The Retail Prices Index (RPI) is often used in property documents, for example for index-linked rents or adjustments to service charge caps. The Chancellor has said that RPI will be abolished in 2030. This article considers what might replace it.


RPI is a measure of inflation which measures the change in the cost of a representative sample of retail goods and services. In real estate transactions RPI is used to measure increases in rent, service charge caps (these are often index-linked by reference to RPI) and other payments and contract values, like ground rent. The RPI is the oldest measure of consumer prices in the United Kingdom, and is used across the entire economy, and in other financial contracts. It is calculated and published by the Office of National Statistics (ONS).

There have been long term recognised problems with the RPI in that it does not always accurately reflect the rate of inflation, sometimes underestimating inflation, but also significantly overestimating inflation.
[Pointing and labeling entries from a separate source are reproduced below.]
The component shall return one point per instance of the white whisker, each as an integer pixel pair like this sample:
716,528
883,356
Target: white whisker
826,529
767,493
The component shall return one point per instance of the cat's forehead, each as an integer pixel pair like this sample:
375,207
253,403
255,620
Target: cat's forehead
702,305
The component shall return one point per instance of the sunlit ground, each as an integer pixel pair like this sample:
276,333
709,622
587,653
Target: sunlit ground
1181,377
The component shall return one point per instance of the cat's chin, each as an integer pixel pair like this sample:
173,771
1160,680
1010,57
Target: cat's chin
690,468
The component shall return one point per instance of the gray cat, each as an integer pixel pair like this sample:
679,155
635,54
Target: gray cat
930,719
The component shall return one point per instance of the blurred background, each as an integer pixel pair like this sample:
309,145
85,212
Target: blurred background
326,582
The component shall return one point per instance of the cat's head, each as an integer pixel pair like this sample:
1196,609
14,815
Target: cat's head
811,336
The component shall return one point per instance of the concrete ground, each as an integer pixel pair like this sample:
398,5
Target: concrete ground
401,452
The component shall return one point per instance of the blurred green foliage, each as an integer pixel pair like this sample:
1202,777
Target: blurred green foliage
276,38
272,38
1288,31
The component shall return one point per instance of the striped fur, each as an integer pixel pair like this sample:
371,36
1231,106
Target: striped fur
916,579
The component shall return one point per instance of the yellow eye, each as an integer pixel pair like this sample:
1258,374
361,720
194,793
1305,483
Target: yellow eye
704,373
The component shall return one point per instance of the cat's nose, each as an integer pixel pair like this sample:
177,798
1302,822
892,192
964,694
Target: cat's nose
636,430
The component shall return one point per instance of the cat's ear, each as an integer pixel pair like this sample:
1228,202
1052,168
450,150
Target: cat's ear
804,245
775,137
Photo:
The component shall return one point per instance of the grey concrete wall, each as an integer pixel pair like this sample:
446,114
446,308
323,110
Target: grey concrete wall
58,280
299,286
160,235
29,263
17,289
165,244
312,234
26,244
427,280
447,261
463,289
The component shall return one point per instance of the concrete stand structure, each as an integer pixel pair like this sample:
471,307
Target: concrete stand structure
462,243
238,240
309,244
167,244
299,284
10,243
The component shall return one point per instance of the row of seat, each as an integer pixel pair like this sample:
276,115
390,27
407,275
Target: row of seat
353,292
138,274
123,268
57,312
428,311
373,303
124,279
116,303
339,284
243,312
As far back as 2015 a review of price indices by the Institute for Fiscal Studies recommended to the ONS that RPI should be maintained as a legacy measure only, and in 2017 the Consumer Prices Index (CPI) including owner occupiers housing costs (CPIH) became the lead inflation index in ONS’s statistical releases.

The CPI is a measure that examines the weighted average of prices of a basket of consumer goods and services such as transport, food and medical care. It is calculated by taking price changes for each item in the pre-determined basket and averaging them.

A number of consultations were launched in 2018/19 on whether for example pension schemes could move from RPI to CPI. Changes to the RPI can, in certain circumstances, require the consent of the Chancellor of the Exchequer before implementation. The UK Statistics Authority (UKSA) wrote to the Chancellor recommending that RPI should cease, and given the time constraints associated with the RPI ceasing (as legislation would be required to change it), in parallel RPI should be aligned with CPIH.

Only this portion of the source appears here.